ACCE maintains that the teaching of computing as a discipline should be a core subject in any modern curriculum. Unfortunately, that view was not expressed in the report. Curiously, this view was expressed by the report subject matter specialist in the supplementary material. Of the two models presented in the report, the one proposed by Dr. Donnelly includes study of Digital Technologies only as an option for educational authorities in the states and territories. Such an approach loses much of the value of an Australian curriculum to further national goals. However, this is preferable to a mandated limiting of the study of the computing discipline to just the upper years of schooling as proposed by Professor Wiltshire.

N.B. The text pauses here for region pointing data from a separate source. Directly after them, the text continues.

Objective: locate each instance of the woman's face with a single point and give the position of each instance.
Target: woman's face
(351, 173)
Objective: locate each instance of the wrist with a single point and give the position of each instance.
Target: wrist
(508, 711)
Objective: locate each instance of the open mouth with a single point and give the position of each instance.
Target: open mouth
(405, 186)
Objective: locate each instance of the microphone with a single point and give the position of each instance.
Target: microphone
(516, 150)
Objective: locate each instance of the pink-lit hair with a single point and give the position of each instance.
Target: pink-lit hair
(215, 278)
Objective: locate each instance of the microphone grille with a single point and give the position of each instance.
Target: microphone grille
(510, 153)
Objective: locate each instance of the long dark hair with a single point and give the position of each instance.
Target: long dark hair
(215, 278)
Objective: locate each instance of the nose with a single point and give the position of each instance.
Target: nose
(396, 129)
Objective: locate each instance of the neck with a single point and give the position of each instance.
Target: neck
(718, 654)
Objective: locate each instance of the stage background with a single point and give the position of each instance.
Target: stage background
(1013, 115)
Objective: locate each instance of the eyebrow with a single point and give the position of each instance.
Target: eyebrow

ACCE reiterates the need for Digital Technologies to be included as a core subject to some degree at all levels of schooling to enable a developmental approach to the discipline.

ACCE strongly recommends the government consults more widely with industry and professional groups such as the Australian Council for Computers in Education (ACCE), Australian Computer Society (ACS), Australian Information Industries Association (AIIA), and Digital Careers, and relevant government departments, to resolve how Digital Technologies can be included as a core subject in a 21st Century Australian Curriculum.

Dr Jason Zagami
President of the Australian Council for Computers in Education (ACCE)
[email protected] 0755528454

The Australian Council for Computers in Education (ACCE) is the national professional education body for the teaching of computing in Australian schools. It comprises representatives from all state and territory associations and the Australian Computer Society (ACS).